After Voting Rights Debate, First Latina EVER is Elected to City Council Seat

In a state where almost 40 percent of the population is Latino, you'd think an all-white city government would be a thing of the past. But Ana Reyes just made history in Farmers Branch, Texas, where she became the first Latino ever to be elected to a City Council seat, reports Fox News Latino. 

The win comes after the district was revised by a federal judge, who ordered the city to change its election system to single-member district balloting that gave a disadvantage to Latino candidates. The newly resulted District 1 helped Reyes, 39, pull in a win with a 2-to-1 lead through the ballot counting, according to The Dallas Morning News. Her opponent was Bill Capener, the co-founder of a group associated with the Tea Party.

The new district was a result of a lawsuit filed against the city's at-large, district-wide election system.
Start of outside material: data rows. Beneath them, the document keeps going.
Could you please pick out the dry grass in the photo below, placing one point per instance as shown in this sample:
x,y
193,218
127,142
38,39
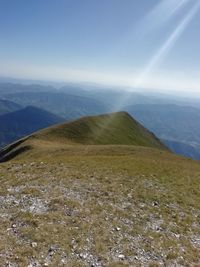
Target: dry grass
x,y
78,205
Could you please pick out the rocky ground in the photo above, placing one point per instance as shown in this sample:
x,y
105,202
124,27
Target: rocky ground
x,y
94,214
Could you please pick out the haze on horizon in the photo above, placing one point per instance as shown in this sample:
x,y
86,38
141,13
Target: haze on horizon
x,y
140,44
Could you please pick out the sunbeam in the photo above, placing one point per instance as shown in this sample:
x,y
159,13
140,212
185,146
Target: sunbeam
x,y
162,52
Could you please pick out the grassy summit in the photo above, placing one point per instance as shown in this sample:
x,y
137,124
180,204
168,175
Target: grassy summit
x,y
67,203
108,129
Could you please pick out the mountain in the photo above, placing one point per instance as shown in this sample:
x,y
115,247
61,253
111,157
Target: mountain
x,y
107,200
8,106
170,122
11,88
64,105
108,129
23,122
180,148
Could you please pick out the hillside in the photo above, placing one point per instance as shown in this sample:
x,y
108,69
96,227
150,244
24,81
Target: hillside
x,y
23,122
72,201
109,129
171,122
8,106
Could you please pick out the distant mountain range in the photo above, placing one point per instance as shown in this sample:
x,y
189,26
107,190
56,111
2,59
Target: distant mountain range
x,y
177,124
108,129
8,106
23,122
64,105
171,119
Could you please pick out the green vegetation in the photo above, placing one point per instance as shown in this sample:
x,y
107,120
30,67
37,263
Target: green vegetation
x,y
109,129
72,204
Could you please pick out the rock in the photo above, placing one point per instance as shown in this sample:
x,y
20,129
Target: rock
x,y
34,244
121,257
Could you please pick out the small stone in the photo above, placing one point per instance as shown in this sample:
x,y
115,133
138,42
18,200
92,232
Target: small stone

Reyes' parents, Mexican immigrants Antonio and Maria Reyes, were among the ten plaintiffs involved in the lawsuit.

“Her election is significant because Farmers Branch has been an epicenter for policies some consider anti-immigrant," Keranews.com said.

In fact, Reyes got involved with local politics in her Texas hometown after an all-white City Council passed a law making it illegal to rent homes to undocumented immigrants in 2006. This created huge tension between Latinos and other residents of the city. The ordinance was later deemed unconstitutional. 

Latinos make up nearly 50 percent of the population in Farmers Branch, and 80 percent of District 1. 

Maria Reyes was thrilled when she heard of her daughter's win. “We had no representation and now we do.” And Ana Reyes has some big plans for the city, with a focus on an even more diverse staff. 

“I will promote inclusiveness by ensuring that new city board appointments are reflective of the city’s demographics," she said, "and I will host bilingual town hall meetings to ensure that every resident of District 1 has an opportunity to participate in discussions on key budget issues, infrastructure needs, and the overall welfare of Farmers Branch citizens.”